Wild Like Only One Other

This article has been included in The Leadhead's Pencil Blog Volume 7, now available here.


If you don't want the book but you enjoy the article, please consider supporting the Blog project here.

I’ve said it before and I’m saying it again now: I jump at every chance I get to circle back around to the Gordon, with those “fanged” clips.  In “Return of the Crowdpleaser,” I rounded up all of the Gordons at the museum for updated family photos in the last Volume (see Volume 6, page 61).
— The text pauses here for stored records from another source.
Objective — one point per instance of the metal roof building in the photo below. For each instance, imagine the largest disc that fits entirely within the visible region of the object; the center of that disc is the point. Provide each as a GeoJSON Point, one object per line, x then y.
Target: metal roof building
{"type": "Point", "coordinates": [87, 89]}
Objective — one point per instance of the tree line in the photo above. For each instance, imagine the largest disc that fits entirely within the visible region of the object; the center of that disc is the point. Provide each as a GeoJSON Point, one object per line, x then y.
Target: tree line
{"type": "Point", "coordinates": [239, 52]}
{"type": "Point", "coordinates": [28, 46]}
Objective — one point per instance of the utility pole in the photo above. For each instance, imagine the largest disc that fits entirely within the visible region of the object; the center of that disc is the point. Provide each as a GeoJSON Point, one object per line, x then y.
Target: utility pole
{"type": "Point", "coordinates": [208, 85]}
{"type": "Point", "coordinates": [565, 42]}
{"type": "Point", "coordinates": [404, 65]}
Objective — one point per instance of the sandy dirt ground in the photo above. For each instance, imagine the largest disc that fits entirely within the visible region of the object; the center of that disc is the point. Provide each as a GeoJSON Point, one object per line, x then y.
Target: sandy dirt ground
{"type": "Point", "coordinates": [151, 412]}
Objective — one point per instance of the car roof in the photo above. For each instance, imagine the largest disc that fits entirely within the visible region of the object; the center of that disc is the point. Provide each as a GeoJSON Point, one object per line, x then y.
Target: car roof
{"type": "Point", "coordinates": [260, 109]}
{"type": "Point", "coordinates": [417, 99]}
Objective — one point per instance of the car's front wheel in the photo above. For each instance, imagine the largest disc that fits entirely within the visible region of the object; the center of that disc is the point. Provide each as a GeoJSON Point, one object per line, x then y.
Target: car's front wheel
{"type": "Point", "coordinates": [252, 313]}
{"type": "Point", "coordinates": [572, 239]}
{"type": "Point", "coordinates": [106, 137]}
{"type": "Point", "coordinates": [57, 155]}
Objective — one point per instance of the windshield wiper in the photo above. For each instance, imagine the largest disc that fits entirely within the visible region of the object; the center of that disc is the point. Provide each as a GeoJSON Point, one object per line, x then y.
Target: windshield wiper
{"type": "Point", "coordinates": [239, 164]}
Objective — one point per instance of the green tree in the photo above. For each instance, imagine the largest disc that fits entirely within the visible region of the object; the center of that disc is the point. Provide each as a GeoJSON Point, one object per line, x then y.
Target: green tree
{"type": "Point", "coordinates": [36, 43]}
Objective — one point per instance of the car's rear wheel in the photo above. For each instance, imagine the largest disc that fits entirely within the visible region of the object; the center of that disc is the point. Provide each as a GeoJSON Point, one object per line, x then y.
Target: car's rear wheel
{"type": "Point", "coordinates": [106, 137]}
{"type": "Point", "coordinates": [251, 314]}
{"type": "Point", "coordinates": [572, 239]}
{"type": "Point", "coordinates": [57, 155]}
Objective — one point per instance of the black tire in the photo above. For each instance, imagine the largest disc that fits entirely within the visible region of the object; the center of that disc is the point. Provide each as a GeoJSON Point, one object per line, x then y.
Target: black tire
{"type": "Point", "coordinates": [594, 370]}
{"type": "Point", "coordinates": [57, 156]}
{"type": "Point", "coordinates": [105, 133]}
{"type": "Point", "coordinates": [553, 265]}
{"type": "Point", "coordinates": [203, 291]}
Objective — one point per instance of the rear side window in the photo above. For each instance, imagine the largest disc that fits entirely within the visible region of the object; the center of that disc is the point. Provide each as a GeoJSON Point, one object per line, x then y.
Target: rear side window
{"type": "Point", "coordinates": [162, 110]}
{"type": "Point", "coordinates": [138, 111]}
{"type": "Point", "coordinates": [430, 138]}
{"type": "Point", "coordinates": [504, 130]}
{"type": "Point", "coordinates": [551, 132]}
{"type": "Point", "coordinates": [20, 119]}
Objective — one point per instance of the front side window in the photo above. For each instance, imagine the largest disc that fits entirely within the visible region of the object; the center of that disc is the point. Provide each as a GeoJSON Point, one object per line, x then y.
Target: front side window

There have been a couple developments in the short time since.  Speaking of short:


These little pipsqueaks, with their funny little telephone dialer-like tops paired with those disproportionately large Gordon clips, make me smile whenever they turn up.  


In this case, the color really took my breath away – black with grey swirls, like whispy clouds on a winter night by a full moon:


That makes six of these little beasties I’ve found, and that was where this short little article would have ended:


But then another one surfaced . . . in another wild color:


It looks like an ordinary cracked eggshell near the clip:


But from the side, you can clearly see how blue this is:



I still had not made the connection, as I obliviously set up an updated shot of my full length Gordons:


Huh . . . cracked eggshell in black, blue and red.  Where else does that occur?  


Aside from the goofy dialer tops on the short models and the patented Gordon “fanged” clips, there isn’t much to differentiate Gordons from the nose drive Diamond Points.  In fact, as bell-top styling gave way to the Balance and all things round, Diamond Point redesigned the series to look very similar to the Gordon:


The kill shot would be a picture showing the caps swapped on these two pencils . . . but alas . . .


They aren’t compatible.  The Diamond point cap is a male-threaded cap that screws into the barrel, while the Gordons all have a metal bushing, with the cap female threaded.  

The eggshell plastics on Diamond Points and Gordons are pretty close, but not identical.  Finding a Diamond Point in black with wisps of gray might nudge my vague suspicion that Diamond Point played some part in making the Gordon closer to the finish line.

But then again, maybe the two companies just bought some really wild plastics from the same supplier.